I’m not having a personal go at you, mate, but I think you’re way of your depth when you talk about indiepop. I yield to no one in my love for soul music, but you having a dig at Tullycraft is about as helpful as me slagging off Kylie for Step Back In Time. I’m certain that Kylie doesn’t “remember The O’Jays” but her fans don’t need me pointing that out, just as indiepop fans don’t need you projecting that Pop Songs Your New Boyfriend’s Too Stupid To Know About is "all about making a woman the intermediary in an exclusively male antagonism”. Not least because it isn’t. It’s a fun pop song.

OK, the pathos of Tullycraft’s scene celebration in the context of being dumped doesn’t work for you. How about the sadness of not being tall enough to get the girl of your dreams and your old car getting you laughed at by girls? That’s I Wish by Skee-Lo. It’s another fun pop song with a sad side. There are thousands of them.

Calling out indiepop’s male fans for being party to a sexual sham simply doesn’t follow in my experience. Perhaps some of what you describe happens, but nowhere near as much as you think and I bet nowhere near as much as in other genres.

What’s most naive of you, however, is your inability to recognise that all music genres are at some level about sex.

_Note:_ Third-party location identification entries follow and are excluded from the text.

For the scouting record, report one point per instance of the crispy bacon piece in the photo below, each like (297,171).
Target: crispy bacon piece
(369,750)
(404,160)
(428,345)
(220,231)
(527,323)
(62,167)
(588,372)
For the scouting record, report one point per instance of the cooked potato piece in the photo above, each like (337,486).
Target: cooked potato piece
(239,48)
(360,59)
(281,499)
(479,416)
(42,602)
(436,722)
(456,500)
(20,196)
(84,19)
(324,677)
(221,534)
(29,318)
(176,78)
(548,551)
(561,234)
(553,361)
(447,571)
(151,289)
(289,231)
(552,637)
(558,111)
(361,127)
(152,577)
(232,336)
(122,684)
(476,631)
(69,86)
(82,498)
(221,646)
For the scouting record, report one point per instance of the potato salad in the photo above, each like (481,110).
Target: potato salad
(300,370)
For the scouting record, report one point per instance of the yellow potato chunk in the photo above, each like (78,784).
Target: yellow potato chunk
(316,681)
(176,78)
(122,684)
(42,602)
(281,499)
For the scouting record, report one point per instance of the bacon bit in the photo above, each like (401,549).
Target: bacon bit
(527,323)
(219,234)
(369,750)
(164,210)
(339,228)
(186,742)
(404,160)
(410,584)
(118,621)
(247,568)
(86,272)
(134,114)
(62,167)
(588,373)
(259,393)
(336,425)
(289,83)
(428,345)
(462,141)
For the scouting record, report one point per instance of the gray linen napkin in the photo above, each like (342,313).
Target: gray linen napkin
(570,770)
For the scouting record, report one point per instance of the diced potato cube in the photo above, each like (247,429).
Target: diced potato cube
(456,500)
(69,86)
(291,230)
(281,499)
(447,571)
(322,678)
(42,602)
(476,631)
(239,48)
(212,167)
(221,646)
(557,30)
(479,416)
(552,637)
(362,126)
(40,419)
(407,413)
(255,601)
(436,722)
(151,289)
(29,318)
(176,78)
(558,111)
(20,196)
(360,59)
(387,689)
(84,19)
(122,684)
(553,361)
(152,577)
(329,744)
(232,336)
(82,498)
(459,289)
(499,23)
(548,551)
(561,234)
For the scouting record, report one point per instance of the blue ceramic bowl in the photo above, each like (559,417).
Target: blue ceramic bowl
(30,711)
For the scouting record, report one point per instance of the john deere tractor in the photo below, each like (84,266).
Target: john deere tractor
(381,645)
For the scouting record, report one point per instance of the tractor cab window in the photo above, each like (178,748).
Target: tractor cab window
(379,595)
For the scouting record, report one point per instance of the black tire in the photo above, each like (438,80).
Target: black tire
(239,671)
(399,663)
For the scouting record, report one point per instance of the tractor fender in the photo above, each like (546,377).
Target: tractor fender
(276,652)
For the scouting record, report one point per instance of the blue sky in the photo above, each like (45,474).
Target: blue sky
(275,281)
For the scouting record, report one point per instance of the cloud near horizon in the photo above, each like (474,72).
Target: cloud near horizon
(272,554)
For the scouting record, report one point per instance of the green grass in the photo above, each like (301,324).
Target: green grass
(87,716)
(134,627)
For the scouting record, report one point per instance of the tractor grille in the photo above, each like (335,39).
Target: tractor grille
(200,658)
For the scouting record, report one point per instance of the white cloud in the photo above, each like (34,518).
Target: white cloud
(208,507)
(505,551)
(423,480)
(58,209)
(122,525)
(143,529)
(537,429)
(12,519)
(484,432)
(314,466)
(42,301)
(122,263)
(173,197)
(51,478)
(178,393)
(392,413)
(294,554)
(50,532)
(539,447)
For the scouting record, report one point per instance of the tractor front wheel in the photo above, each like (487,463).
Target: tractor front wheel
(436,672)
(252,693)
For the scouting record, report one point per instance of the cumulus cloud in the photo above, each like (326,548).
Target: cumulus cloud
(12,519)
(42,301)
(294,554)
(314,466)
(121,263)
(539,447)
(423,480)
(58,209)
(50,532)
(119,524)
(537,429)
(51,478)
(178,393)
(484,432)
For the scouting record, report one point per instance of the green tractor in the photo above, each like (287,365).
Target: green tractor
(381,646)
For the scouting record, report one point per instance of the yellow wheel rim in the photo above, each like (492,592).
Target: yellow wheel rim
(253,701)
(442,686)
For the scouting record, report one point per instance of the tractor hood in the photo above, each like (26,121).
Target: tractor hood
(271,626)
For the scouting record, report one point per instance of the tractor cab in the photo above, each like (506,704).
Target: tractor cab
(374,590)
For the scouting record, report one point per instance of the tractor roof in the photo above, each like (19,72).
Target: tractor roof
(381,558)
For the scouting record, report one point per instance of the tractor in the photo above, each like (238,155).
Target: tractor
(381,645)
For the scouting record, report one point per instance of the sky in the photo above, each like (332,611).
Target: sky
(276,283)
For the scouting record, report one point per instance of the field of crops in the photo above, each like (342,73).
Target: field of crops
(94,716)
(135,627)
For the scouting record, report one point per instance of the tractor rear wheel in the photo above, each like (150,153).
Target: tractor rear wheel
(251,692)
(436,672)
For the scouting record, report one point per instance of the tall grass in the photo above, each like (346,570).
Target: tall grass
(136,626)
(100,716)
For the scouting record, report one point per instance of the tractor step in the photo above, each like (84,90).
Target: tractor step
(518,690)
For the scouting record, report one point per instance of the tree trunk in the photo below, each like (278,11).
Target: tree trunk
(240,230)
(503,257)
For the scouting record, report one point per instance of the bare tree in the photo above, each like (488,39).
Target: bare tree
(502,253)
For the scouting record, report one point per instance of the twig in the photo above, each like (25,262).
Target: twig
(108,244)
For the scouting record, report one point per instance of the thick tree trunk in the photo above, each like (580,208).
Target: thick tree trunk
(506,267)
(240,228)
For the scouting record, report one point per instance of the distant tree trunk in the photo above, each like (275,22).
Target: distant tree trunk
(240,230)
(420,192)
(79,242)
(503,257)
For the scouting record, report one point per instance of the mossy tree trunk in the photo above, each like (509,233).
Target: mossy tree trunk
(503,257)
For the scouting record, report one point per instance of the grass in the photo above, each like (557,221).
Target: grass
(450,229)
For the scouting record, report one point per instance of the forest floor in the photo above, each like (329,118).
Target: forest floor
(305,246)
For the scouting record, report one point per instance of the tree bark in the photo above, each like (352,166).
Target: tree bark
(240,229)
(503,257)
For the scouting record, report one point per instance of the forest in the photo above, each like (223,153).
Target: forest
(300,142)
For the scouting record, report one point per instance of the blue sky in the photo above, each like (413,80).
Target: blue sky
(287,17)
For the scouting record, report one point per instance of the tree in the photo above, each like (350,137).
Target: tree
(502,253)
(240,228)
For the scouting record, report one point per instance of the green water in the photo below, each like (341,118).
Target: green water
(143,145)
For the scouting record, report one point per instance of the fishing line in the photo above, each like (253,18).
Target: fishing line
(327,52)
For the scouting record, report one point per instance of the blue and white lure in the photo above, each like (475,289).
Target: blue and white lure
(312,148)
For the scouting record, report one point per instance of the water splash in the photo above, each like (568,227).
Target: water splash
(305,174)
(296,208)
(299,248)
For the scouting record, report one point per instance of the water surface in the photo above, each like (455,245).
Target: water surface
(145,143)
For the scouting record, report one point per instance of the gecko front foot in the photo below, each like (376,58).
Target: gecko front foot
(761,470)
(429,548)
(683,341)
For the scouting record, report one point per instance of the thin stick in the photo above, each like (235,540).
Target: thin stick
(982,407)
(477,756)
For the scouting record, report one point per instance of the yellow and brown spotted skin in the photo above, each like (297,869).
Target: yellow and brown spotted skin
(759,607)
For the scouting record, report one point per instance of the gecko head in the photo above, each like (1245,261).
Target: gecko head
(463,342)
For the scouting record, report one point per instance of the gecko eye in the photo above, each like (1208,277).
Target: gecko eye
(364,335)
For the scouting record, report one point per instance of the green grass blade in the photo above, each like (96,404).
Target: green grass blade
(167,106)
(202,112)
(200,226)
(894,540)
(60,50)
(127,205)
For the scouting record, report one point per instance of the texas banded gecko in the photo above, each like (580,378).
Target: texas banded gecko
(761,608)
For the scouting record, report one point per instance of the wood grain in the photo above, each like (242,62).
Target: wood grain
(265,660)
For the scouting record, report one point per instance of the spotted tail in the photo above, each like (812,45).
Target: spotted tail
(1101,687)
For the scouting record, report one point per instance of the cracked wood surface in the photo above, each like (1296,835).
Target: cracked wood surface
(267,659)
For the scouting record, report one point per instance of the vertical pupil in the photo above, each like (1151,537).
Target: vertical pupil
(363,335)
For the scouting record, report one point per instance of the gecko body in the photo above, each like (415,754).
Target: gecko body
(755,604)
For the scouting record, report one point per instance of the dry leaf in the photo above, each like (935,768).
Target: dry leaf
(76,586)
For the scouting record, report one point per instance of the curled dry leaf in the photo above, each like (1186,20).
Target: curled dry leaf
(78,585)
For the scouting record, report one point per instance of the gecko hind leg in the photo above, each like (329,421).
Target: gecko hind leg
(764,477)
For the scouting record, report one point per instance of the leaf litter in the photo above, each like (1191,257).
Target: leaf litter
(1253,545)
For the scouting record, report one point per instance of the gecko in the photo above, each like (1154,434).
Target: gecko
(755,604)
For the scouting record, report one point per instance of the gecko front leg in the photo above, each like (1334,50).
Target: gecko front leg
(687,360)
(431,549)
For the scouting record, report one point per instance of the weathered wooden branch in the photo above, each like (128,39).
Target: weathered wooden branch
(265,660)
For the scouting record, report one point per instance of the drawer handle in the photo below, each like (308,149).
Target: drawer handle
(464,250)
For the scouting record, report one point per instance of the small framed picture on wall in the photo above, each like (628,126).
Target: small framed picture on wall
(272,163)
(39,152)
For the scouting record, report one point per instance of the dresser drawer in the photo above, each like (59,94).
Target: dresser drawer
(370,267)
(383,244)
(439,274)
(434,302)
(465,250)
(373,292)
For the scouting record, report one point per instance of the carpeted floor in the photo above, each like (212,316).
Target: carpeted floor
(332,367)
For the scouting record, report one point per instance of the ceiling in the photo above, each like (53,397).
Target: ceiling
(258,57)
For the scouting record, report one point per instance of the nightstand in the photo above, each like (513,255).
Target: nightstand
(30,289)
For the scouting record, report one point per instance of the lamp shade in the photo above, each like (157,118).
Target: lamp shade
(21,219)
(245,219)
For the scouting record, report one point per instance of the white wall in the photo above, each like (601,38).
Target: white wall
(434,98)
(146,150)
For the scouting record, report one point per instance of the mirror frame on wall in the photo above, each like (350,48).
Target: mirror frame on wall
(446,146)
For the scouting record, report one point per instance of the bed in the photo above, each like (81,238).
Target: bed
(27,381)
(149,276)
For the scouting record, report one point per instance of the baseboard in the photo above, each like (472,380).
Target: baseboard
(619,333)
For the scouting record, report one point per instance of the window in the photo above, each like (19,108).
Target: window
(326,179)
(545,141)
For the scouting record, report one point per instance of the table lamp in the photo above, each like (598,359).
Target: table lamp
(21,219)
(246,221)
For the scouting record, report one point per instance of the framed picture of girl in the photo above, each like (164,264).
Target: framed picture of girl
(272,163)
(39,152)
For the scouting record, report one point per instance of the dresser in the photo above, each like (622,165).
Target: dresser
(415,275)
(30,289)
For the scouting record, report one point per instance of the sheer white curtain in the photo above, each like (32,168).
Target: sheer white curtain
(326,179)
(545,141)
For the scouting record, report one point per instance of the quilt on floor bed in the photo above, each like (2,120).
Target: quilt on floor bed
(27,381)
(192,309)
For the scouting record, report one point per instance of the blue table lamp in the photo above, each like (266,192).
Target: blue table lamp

Music is about sex; whatever the subculture it’s the same dance (sex), just to different music.

I wonder if you’re falling into the trap of thinking indiepop fans are twee, therefore bloodless and sexless. You should have been at Bowlie in 1999. It was a festival that Belle and Sebastian – a band whose popular album If You’re Feeling Sinister is named after their song about wanking – fans met up to drink and see some bands, but many to have sex.

There were a lot of relationships cemented that weekend, ones that had formed on message boards. None of those many liaisons I knew about could be described in the terms you ascribe to indiepop men.

I know that was 13 years ago, but I still see some of the same faces – and the same bands – at gigs. Yet indiepop is a fluid scene – people drop in for a while or love one band and stick around a while for some others. It would be foolish to say that everyone in the scene at any time likes the same things or has the same beliefs; it would be fair to say, though, that those long-term fans don't match the criticisms you level at them.

You should go to an indiepop club. A word of advice, though: don’t try to pick up anyone with the line “would you like to come back to mine to see my Baby Lemonade flexidisc?” It’s as unlikely to work as it would be to see a male indiepop fan “making a woman the intermediary in an exclusively male antagonism, which is in this case also a debate about taste in which the girlfriend is invited to act as adjudicator”.